Intractable vomiting and hiccups as the presenting symptom of neuromyelitis optica
Abstract
Vomiting and hiccups can be due to peripheral or central causes. Neurological diseases causing vomiting and hiccups are due to lesions of medulla involving area postrema and nucleus tractus solitarius. Neuromyelitis optica (NMO) is one such disease which involves these structures. However refractory vomiting and hiccups as the presenting symptom of NMO is unusual. Here we report a patient with NMO in whom refractory vomiting and hiccups were the sole manifestation of the first attack. Diagnosis can be missed at this stage leading to delay in treatment and further complications. This case demonstrates the importance of considering NMO in any patient presenting with refractory vomiting and hiccups and with local and metabolic causes ruled out and linear medullary lesion on magnetic resonance imaging may indicate the diagnosis even when the classical clinical criteria are not met.
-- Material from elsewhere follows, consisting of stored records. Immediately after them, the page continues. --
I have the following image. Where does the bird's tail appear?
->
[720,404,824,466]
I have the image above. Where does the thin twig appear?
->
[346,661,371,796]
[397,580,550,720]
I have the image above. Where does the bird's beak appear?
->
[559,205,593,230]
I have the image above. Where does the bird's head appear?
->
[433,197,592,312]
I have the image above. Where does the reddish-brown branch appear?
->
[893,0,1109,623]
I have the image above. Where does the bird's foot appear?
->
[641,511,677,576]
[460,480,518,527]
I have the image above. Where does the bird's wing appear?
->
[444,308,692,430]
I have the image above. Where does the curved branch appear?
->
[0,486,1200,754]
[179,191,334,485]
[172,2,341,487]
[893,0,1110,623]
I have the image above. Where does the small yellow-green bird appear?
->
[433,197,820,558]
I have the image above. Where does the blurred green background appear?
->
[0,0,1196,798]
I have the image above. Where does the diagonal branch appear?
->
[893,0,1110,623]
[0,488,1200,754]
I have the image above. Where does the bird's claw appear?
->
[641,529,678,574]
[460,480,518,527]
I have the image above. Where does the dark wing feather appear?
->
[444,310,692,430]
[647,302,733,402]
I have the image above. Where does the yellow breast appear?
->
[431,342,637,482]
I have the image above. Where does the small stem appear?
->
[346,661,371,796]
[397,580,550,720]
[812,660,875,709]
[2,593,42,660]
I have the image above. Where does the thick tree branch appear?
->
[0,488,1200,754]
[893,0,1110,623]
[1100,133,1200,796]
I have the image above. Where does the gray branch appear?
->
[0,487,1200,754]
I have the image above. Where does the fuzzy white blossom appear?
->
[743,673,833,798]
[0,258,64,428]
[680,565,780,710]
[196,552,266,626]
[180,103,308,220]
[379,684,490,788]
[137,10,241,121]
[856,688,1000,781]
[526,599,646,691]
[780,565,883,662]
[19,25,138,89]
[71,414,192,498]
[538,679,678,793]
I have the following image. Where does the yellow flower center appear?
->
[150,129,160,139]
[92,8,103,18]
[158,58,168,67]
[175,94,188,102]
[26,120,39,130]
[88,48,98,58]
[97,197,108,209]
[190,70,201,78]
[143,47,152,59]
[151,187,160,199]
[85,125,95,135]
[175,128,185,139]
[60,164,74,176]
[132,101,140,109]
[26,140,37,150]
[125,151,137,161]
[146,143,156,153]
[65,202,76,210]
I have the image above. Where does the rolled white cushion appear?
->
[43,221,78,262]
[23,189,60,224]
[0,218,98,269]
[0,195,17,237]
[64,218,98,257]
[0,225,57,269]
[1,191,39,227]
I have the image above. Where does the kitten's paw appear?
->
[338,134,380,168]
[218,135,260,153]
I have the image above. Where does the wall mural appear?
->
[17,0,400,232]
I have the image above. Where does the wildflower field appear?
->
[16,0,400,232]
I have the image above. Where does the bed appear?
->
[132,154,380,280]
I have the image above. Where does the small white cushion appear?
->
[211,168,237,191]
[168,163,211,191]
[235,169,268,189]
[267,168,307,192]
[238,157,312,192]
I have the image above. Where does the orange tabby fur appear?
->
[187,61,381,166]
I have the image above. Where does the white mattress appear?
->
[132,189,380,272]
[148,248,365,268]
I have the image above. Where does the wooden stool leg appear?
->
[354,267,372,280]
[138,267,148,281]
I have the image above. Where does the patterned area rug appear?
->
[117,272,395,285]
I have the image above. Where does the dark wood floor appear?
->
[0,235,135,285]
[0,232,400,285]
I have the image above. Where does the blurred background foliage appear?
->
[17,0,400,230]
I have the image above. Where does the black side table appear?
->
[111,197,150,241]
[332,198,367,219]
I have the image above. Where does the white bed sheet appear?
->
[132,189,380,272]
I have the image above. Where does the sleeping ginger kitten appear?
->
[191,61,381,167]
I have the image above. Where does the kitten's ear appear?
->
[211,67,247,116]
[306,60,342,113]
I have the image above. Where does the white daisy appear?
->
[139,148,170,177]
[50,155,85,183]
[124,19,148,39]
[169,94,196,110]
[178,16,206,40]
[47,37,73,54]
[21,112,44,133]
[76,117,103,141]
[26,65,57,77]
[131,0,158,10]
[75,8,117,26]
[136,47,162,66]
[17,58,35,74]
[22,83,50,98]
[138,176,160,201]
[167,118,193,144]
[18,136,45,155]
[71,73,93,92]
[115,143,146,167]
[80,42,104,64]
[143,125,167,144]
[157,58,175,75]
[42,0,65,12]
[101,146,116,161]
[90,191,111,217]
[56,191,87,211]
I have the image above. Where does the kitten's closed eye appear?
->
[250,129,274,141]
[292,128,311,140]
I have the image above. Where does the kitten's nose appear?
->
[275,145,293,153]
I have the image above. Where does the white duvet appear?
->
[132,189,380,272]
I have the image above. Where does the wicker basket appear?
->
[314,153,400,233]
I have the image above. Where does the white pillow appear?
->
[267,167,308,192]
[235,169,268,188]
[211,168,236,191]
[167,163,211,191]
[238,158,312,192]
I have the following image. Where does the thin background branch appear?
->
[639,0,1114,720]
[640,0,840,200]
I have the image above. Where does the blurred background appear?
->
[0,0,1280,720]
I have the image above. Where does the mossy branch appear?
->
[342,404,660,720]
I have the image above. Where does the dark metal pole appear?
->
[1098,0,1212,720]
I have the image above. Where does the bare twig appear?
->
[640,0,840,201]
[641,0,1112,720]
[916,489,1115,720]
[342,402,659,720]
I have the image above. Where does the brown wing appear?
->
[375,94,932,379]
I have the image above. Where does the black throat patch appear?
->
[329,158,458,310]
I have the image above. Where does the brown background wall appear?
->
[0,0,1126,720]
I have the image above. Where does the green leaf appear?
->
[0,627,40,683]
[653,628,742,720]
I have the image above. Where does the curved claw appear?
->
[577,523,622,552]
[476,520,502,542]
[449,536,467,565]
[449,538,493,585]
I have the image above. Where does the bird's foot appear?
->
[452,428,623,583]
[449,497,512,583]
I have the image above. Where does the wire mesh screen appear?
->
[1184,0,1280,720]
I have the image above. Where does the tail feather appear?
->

Anti NMO antibody testing should be done and if positive appropriate treatment should be initiated to prevent further neurological damage.
Introduction
The definition of typical neuromyelitis optica (NMO) according to Wingerchuk’s revised diagnostic criteria includes patients with optic neuritis, acute myelitis, and at least two of the following three supportive criteria: Longitudinally extensive spinal cord lesions contiguous over three or more vertebral segments; lack of brain lesions in the magnetic resonance imaging (MRI) fulfilling multiple sclerosis (MS) criteria at the disease onset and serum positivity for aquaporin (AQP-4) antibody.[1] With increasing knowledge about the role and specificity of AQP-4 antibody in this disorder spectrum of NMO has been recognized and usually it is thought to be relapsing disease rather than monophasic. However, many atypical presentations have been recognized like hypersomnia, intractable hiccups, nausea, and vomiting (symptoms lasting for more than 48 hours); transient asymptomatic elevation of creatine kinase levels; and painful tonic spasm during transverse myelitis recovery period.[2] Awareness of these atypical presentations may help in early diagnosis and proper management in the presence of other supportive criteria to prevent disability. We report a patient of NMO who initially had a presenting episode of intractable vomiting and hiccups and later on developed other attacks involving spinal cord and optic nerves.